Em relação a isso,The Big Quit, que surgiu nos Estados Unidos, mas teve réplicas em alguns
outros países, provou que ele estava certo: vários milhões de pessoas deixaram
seus empregos no calor da pandemia de covid-19, um fenômeno que ainda escapa de
forma satisfatória a explicações e que, aliás, dá a impressão de estar
esgotadando-se desde o final de 2023.
Apesar de tudo, a fuga dal lavoro contribuiu para que o
pensador italiano desse corpo a uma ideia que defende desde então: a da
deserção.
No seu famoso Dicionário
Etimológico, Joan Corominas recorda que a deserção partilha a sua raiz com
o desejo, pelo que existe uma grande proximidade entre as duas vozes, já no
plano linguístico. Da mesma forma que existe no político.
Ao longo dos últimos
anos, Berardi não só continuou a sua convicção de que devemos desertar do
trabalho, mas também que devemos fazer o mesmo com o consumo, o segundo pilar a
que temos aludido. Na verdade, a sua abordagem deve-se à crítica à “ideologia hedonista”

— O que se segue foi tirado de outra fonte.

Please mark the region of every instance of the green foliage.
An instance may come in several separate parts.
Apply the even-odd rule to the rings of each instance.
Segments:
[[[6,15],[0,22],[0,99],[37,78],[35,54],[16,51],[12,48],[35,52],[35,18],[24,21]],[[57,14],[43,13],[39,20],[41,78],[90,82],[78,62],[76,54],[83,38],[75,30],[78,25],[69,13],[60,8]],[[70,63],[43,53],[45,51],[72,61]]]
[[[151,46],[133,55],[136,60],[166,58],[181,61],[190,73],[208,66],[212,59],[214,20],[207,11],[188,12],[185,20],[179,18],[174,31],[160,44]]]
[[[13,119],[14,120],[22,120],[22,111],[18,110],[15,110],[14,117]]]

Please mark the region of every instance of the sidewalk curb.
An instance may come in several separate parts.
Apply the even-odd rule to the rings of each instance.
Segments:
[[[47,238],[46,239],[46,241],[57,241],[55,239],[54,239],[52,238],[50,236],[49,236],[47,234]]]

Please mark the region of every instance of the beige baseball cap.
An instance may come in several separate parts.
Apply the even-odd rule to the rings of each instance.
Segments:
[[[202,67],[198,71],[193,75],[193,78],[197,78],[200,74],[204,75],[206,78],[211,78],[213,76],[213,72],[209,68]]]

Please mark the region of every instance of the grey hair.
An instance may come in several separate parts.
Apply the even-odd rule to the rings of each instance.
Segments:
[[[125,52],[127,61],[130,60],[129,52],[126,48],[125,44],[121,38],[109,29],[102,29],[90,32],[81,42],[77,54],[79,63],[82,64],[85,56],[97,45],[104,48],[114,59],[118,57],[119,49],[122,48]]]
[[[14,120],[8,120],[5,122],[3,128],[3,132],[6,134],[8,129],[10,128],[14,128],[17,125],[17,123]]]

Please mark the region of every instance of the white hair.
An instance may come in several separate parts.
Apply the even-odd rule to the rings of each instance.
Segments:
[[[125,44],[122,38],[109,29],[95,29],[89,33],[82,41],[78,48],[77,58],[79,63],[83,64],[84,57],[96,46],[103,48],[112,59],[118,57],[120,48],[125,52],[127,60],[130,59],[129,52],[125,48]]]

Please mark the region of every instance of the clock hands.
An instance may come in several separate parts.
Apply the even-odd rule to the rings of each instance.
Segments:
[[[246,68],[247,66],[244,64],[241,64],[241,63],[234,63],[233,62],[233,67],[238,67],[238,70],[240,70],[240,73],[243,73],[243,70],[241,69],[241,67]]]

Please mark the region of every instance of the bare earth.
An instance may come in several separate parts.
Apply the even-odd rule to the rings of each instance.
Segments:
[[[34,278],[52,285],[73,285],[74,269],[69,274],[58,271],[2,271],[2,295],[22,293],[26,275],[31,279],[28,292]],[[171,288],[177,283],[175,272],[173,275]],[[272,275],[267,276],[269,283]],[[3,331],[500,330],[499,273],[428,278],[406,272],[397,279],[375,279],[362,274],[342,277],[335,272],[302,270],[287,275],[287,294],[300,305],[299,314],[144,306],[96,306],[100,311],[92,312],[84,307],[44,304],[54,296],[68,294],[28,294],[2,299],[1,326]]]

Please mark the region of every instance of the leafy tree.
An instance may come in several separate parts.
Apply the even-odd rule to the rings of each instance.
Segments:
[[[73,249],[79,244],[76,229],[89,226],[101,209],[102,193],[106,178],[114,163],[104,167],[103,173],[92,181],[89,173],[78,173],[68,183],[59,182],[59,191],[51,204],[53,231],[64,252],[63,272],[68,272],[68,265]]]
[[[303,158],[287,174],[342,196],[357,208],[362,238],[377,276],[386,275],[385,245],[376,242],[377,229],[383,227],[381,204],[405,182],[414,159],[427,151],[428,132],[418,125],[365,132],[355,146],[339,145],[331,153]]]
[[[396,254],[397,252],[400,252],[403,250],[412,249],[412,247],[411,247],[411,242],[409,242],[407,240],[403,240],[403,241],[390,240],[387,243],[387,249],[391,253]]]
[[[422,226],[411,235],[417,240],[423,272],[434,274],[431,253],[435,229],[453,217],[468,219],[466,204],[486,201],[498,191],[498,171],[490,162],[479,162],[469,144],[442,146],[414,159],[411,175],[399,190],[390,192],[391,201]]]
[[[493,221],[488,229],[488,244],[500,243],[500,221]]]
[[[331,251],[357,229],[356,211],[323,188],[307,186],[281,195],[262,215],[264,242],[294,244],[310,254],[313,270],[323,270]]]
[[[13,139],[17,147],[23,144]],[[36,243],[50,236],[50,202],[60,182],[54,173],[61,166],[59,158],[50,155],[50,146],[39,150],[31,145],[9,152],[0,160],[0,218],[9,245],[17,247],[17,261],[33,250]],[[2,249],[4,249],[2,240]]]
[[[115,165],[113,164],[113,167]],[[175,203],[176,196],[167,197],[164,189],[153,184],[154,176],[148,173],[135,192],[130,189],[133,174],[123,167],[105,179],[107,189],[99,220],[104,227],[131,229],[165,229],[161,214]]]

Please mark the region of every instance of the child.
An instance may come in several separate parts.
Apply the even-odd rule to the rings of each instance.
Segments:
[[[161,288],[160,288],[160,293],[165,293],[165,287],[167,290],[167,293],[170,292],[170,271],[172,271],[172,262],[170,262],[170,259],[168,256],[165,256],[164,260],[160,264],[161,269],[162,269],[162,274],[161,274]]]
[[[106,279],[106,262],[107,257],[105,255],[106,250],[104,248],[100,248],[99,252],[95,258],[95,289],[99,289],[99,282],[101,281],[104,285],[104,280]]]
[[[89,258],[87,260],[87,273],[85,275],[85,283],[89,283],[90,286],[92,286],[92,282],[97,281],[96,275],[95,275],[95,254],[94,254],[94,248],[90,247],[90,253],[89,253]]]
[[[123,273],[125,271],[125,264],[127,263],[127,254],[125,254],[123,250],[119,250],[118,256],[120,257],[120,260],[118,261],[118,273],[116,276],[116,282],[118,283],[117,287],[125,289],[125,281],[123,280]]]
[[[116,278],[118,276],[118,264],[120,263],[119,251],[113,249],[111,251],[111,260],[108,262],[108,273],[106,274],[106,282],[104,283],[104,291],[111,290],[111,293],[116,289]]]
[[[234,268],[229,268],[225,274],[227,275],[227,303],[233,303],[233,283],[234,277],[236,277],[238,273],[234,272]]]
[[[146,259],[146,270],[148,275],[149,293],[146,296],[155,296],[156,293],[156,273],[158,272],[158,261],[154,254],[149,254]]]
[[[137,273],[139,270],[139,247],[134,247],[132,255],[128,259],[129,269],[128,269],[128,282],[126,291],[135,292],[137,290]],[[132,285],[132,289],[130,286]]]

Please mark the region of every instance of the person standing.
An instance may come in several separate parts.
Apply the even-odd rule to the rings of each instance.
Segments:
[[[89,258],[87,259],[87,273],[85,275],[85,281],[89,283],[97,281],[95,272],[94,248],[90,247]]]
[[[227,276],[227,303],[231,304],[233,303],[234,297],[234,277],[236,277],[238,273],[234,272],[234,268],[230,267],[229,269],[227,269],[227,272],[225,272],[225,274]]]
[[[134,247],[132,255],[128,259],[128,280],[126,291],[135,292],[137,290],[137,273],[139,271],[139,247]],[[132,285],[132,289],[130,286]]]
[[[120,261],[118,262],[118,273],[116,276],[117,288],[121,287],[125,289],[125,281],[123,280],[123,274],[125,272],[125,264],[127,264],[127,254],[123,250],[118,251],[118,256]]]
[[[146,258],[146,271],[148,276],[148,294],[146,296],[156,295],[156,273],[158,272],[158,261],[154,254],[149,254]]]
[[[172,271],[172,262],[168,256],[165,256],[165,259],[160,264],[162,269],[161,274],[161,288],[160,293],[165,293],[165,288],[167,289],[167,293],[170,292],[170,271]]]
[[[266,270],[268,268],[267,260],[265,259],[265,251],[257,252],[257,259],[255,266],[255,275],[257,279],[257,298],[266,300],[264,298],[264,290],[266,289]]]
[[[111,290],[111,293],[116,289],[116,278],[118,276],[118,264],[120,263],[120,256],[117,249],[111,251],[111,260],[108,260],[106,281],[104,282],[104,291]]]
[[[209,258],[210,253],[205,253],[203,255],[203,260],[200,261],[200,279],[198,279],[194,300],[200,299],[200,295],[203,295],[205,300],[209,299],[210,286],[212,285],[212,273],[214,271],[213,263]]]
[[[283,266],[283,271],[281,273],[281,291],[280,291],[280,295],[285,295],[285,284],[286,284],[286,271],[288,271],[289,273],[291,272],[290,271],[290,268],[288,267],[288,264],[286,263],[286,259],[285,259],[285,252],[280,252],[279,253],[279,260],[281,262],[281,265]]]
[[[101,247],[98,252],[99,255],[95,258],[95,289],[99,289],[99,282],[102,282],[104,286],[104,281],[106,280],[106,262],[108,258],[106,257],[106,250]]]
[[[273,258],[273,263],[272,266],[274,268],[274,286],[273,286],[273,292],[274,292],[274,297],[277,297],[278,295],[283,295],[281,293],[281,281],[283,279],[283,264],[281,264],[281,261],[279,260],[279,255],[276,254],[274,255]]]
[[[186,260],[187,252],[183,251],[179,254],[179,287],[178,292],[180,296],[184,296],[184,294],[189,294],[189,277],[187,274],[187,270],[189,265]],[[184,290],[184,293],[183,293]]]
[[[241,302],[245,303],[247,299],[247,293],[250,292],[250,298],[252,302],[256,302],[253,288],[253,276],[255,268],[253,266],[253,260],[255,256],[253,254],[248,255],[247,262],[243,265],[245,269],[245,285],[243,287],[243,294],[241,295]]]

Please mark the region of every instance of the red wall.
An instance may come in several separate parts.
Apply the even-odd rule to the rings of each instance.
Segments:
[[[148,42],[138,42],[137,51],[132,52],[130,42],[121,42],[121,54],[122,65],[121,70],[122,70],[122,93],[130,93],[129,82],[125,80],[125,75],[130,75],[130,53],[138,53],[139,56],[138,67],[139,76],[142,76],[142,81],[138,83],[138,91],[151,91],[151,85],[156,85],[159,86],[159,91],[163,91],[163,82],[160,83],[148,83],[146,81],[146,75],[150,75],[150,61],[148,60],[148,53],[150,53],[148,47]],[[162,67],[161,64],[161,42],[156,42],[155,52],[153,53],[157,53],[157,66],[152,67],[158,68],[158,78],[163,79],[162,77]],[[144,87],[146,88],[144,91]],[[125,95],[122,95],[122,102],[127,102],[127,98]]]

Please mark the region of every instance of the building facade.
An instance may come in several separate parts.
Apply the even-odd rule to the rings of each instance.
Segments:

formulada por Pasolini, uma vez que o objetivo é “libertar-nos da identificação do prazer
com o consumo”. Diante de uma veia consumista que
considera “patogênica”, Berardi pensa que o desejo deve ser separado do consumo
em prol de uma “insurreição frugal”.
Na realidade, a deserção de Bifo não se limita ao trabalho e ao consumo, mas estende-se à guerra
ou à pátria, mas no que nos diz respeito, a deserção já atingiu os seus
objetivos, graças à ruptura do desejo com o trabalho e o consumo.
Porém, é possível que
o que aconteça seja o contrário, ou seja: que seja o trabalho e o consumo que
romperam com o desejo. O autor de Almas para o trabalho explica-o
com a expressão que deu título aos seus diários da pandemia: “deflação
psíquica” ou “psicodeflação”, fenômeno associado à perda da capacidade
sugestiva de que gozavam os dois pilares que temos visto. Em vez de produzir
prazer, o trabalho e o consumo estariam produzido sofrimentos crescentes, sendo
a proliferação de problemas de saúde mental prova disso.
Se assim fosse, a
conclusão surpreendente seria que o capitalismo neoliberal teria abandonado (ou
renunciado, se não quisermos continuar a abusar do mesmo verbo) dos principais
ardis com os quais havia tentado fazer do trabalho e do consumo fora dos âmbitos
sedutores para suas protagonistas: o desejo e o prazer.
Diante de um possível
desejo capitalista abandonado por ambas as partes, é oportuno pensar num desejo
pós-capitalista que abra mundos alternativos para uma nova libido.
E esta questão liga-se
precisamente à pergunta que devemos colocar-nos antes de terminar, que é a
seguinte: para onde vão os desertores?
·
Comunismo libidinal
A resposta mais rápida
de Berardi é “as margens”, espaços que escapam à lógica que se dão os centros
de uma realidade que, acredita, não admite solução.
No entanto, o pensador
italiano oferece uma segunda opção, também para explorada, como ele próprio
sublinhou, que se cristaliza numa velha palavra que podemos assumir, que seja
de forma provisória, seguir os seus passos: comunismo.
Ora, não devemos
pensar que o comunismo a que alude Berardi é um regresso a um Estado
burocratizado, planeador e vigilante à União Soviética, mas sim um
slogan, um significante à espera de um significado mais próspero. Porque,
embora não contemple a possibilidade de uma terceira via: “Comunismo ou extinção”, o fato é que temos que pensar no que vai ser o comunismo, em
parte para decidir se é de fato o conceito mais adequado.
Coincidentemente ou
não, como Berardi é um autor compartilhado, Fisher e Fernández-Savater fizeram
eco à mesma palavra. O primeiro o fez acrescentando um adjetivo, comunismo
ácido, alertando que se tratava de uma “provocação”, de uma “promessa” e de uma
“brincadeira com um propósito muito sério”, a saber: “A fusão de novos
movimentos sociais com um projeto comunista”, uma ideia que não pôde ser mais
especificada, ainda por ser concretizada. E a segunda afirma que o comunismo é
uma “experiência do comum” que se opõe à privatização da vida alentada pela
economia; sendo, portanto, uma experiência política.
Se os desertores e as
desertoras lutam nas margens para torná-los mais amáveis, o próximo passo é
espalhar a amabilidade nos centros, preenchendo-os com um “vínculo
des-interessado, afinitário e apaixonado”, nas palavras de Fernández-Savater:
amor, Eros.
Ainda assim, é
possível que uma presença excessiva de eros no final tenha sido problemática.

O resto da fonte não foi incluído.